As a 24 hour hospital, it’s not uncommon to get the Friday Night Transfers from clinics that have critical patients who need to be monitored and no overnight staff. One of the other techs took a page from her, and was told that we had two emergencies being referred from the same hospital (one hit by car, the other “covered in blood”) that’s only 20 minutes away. So we go into full on emergency preparedness mode - catheters ready, crash cart prepped, anesthesia machines checked, monitors plugged in and turned on - and our adrenaline is PUMPING. There are four techs and one doctor, so we’re running through scenarios as to who takes on what case first and how should we stabilize and all that.

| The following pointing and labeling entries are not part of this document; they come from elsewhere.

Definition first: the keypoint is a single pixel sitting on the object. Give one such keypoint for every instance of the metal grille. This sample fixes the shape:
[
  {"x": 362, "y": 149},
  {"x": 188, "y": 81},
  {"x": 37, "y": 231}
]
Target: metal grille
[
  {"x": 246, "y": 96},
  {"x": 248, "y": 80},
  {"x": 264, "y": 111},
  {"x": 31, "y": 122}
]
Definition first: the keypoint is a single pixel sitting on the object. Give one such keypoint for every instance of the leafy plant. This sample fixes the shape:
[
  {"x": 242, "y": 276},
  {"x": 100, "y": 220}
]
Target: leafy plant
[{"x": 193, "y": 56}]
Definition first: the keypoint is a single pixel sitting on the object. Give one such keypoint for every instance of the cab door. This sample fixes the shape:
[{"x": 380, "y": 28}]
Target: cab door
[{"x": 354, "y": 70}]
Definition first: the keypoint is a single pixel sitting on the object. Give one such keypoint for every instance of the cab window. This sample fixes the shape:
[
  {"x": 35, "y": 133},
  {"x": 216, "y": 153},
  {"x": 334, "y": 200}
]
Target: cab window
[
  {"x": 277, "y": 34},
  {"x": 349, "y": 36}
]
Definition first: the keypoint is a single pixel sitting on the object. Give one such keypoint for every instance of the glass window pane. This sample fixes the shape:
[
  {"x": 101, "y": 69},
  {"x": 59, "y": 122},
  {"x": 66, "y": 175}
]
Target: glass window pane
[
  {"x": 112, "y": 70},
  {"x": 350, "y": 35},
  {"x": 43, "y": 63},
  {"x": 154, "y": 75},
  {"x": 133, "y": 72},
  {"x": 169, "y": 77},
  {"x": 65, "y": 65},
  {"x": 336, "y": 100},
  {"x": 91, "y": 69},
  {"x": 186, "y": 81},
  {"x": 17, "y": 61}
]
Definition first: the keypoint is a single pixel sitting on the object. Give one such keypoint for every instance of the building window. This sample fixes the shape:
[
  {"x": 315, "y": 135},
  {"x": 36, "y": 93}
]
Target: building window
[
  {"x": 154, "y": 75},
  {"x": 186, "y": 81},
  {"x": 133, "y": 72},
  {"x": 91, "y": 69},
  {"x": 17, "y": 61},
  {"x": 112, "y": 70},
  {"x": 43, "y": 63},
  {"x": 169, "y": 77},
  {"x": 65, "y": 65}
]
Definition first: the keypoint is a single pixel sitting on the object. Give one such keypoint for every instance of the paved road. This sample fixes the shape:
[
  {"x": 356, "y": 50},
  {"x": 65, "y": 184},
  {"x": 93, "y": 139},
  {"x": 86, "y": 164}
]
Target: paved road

So the first dog arrives (the hit by car), and we hit the front door with the gurney, out to the back of the SUV, and there he is … resting comfortably, IV catheter in place, leg bandaged, totally stable. We were SO confused. With a little bit of prodding and questioning, it turns out the dog was HBC at 2:00 PM and has been at the vet since then. So this was a TRANSFER of perfectly stable patient, as opposed to a REFERRAL of a bloody mangled half-dead dog.
Second one (“covered in blood”) WALKS in on a leash, a little lethargic. Turns out it had bloody diarrhea and had (as well) been resting at the vet’s office all afternoon.
Sure, our workload was a lot easier than we thought it would be, but boy oh boy did she cause a lot of unneeded stress, worry, and wasted effort by getting the information really really wrong!
A note to my “team mates” in Bangalore: there is absolutely no friggin’ reason to page me at 06:30 on a Saturday morning to check status on a two-week-old expected delivery ticket. The customer didn’t provide any tracking information and the receiving log doesn’t show any deliveries for them. (And you can check that stuff yourself, can’t you? I know you can.) All you’ve accomplished is waking me up out of a dead sleep and cost the company 15 minutes of overtime. Granted, that’s some easy money for me, but I’d much rather have the extra shut-eye.